Gus Yusuf mengungkapkan belum lama ini ada warga yang sampai menyampaikan melalui pesan Whatsap (WA) dari warga yang meminta beras, karena dia bersama keluarga sudah kehabisan beras.

“Gus apakah ada beras?? Saya minta tolong hari ini untuk keluarga saya. Saya yakin yang seperti ini masih ribuan. Kalau yang di desa-desa saya yakin masih bisa tertolong. Tetapi untuk yang tinggal di perkotaan yang tidak terdaftar di RT/RW banyak yang tidak mendapat bantuan dari pemerintah. Untuk itu kepada Polri saya minta agar melakukan Cyber terhadap mereka,” ungkap Gus Yusuf.

Pihaknya juga menyampaikan rasa terimakasih kepada pemerintah dalam hal ini melalui Polda Jateng dan TNI yang sudah memberikan bantuan berupa beras kepada masyarakat terdampak dari Covid-19 dan PPKM Darurat.

“Bantuan ini menjadi sangat penting di saat masyarakat mengikuti dan taat terhadap PPKM, pembatasan bekerja, pembatasan mobilitas, tentu banyak masyarakat yang terdampak. Jika kebutuhan tercukupi maka masyarakat tidak keluar rumah. Dengan bantuan ini semoga bisa mencukupi dan bisa menekan penyebaran Covid-19. Jika masyarakat lapar maka imunitas turun dan stress sehingga mudah terkena Covid,” ujar Gus Yusuf.
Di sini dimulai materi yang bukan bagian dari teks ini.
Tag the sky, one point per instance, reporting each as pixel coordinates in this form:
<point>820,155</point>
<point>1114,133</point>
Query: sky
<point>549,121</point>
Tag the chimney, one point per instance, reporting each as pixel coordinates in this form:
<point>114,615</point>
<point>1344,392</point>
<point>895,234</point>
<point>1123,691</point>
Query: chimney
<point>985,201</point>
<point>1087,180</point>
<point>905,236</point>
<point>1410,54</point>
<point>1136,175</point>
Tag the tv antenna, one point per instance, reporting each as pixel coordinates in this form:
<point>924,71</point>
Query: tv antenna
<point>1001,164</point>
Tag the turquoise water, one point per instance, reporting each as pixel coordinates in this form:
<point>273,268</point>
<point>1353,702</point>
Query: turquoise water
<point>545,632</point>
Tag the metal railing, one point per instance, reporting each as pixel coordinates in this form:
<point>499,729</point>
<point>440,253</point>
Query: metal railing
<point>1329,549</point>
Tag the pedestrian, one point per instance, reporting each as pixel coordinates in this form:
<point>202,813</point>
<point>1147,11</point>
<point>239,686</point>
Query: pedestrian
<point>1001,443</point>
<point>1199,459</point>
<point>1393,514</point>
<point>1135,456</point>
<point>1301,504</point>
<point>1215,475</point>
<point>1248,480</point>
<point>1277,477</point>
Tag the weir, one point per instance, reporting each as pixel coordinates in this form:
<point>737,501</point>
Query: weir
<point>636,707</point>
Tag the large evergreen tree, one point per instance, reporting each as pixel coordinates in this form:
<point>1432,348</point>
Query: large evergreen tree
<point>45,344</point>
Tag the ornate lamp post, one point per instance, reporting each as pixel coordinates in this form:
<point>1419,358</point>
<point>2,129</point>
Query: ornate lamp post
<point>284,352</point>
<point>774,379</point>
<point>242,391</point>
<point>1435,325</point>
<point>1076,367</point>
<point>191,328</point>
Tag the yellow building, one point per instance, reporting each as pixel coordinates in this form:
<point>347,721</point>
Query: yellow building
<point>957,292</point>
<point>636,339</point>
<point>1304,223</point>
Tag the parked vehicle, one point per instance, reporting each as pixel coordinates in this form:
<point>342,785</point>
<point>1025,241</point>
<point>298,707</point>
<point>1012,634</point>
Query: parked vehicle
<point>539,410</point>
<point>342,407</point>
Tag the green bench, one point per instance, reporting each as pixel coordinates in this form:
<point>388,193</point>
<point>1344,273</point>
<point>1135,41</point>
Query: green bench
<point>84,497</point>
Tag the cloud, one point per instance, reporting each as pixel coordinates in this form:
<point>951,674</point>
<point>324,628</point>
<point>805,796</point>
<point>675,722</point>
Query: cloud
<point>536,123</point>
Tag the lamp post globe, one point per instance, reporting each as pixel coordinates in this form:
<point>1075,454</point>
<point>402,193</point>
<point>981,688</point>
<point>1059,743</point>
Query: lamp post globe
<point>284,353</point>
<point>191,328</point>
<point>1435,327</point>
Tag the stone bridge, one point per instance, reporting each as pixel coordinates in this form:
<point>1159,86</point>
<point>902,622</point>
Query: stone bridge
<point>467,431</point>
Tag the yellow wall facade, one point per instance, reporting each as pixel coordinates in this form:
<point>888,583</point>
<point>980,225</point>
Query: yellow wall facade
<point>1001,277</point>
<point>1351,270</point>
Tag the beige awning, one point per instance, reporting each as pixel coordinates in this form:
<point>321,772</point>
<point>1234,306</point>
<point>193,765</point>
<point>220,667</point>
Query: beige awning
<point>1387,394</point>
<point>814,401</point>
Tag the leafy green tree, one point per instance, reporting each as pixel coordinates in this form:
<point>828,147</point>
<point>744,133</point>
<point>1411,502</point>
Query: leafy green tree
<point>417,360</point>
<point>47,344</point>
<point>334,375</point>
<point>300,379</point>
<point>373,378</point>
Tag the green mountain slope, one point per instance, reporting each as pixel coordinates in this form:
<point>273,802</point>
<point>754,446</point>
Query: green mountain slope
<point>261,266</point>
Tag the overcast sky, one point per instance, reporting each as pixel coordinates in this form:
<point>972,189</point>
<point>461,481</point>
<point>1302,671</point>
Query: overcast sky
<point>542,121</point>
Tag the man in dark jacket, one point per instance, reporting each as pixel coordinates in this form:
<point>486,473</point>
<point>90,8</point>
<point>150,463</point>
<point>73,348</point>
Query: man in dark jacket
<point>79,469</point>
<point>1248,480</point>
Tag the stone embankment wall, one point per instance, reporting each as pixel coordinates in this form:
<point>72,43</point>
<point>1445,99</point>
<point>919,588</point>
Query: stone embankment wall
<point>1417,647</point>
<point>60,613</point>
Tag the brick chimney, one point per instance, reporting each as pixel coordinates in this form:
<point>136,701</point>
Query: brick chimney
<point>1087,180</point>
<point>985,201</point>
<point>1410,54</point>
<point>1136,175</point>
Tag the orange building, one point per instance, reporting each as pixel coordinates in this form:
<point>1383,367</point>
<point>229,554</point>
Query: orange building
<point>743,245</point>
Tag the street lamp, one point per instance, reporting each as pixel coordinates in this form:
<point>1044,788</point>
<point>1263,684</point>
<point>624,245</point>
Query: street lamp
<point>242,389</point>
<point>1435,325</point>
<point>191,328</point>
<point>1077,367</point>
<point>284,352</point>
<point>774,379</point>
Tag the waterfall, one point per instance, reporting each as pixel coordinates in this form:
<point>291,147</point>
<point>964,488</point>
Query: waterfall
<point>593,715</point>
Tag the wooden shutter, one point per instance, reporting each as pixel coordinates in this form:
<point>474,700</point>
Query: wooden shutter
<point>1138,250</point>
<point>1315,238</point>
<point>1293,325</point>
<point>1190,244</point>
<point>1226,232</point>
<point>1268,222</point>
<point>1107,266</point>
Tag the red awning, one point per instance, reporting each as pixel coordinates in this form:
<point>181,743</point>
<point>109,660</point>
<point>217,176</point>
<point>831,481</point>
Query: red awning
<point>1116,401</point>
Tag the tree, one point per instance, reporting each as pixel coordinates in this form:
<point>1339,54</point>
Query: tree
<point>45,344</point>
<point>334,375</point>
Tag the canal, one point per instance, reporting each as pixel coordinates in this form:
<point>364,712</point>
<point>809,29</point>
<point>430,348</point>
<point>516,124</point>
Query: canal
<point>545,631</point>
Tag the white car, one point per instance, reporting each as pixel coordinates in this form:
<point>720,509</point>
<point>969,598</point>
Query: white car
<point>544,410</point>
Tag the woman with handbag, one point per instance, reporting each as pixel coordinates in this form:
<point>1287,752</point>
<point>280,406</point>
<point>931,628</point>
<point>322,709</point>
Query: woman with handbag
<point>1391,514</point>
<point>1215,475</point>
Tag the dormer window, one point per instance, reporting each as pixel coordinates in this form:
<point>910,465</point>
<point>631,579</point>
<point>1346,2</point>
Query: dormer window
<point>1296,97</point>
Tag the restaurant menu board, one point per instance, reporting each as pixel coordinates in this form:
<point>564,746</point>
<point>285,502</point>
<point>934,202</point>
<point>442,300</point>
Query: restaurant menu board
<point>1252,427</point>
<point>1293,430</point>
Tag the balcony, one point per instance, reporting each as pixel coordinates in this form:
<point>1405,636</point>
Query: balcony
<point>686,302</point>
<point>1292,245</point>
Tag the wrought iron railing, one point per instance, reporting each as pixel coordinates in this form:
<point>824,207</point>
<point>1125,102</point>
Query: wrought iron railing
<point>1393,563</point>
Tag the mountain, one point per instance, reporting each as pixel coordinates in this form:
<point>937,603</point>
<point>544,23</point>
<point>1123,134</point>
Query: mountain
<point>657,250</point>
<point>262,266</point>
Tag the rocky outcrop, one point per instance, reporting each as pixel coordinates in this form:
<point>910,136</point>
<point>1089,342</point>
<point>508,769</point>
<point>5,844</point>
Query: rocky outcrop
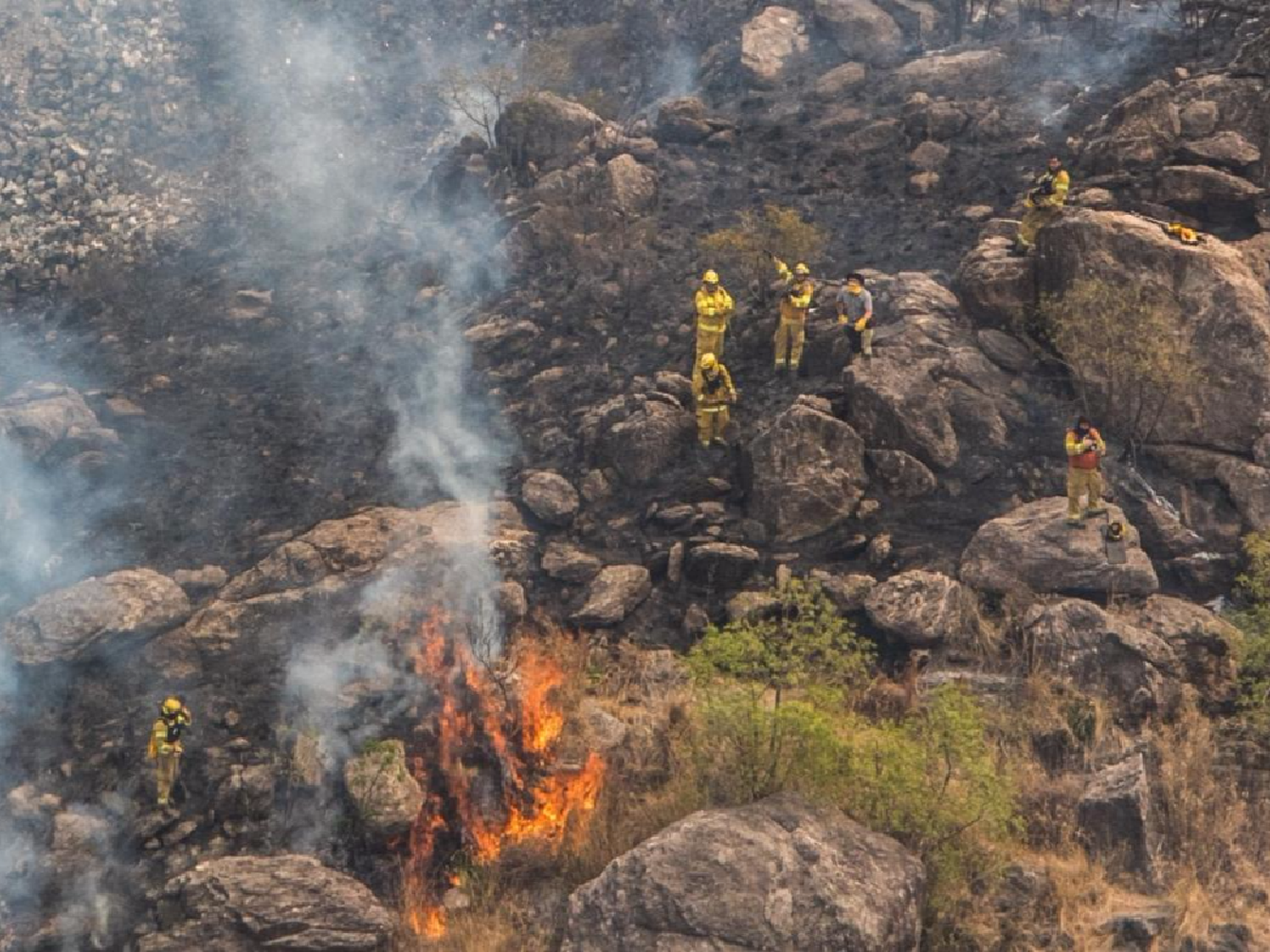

Sementara Irwasda Polda Jateng Kombes Pol. Mashudi,S.I.K. SH.M.Hum, didampingi Kabidhumas Polda Jateng Kombes Pol. M.Iqbal Alqudusy, SH, S.I.K, M.Si, mengatakan sebagai akibat dari adanya PPKM Darurat berdampak pada ekonomi di masyaraka terutama kepada para pekerja informal.386 ton beras yang sudah dibagikan melalui Polres se Jawa tengah. Dan pada hari ini Polda Jawa tengah bersama TNI memberikan bantuan ke masyarakat dan Ponpes API Tegalrejo sebanyak 7,5  ton beras dan sembako.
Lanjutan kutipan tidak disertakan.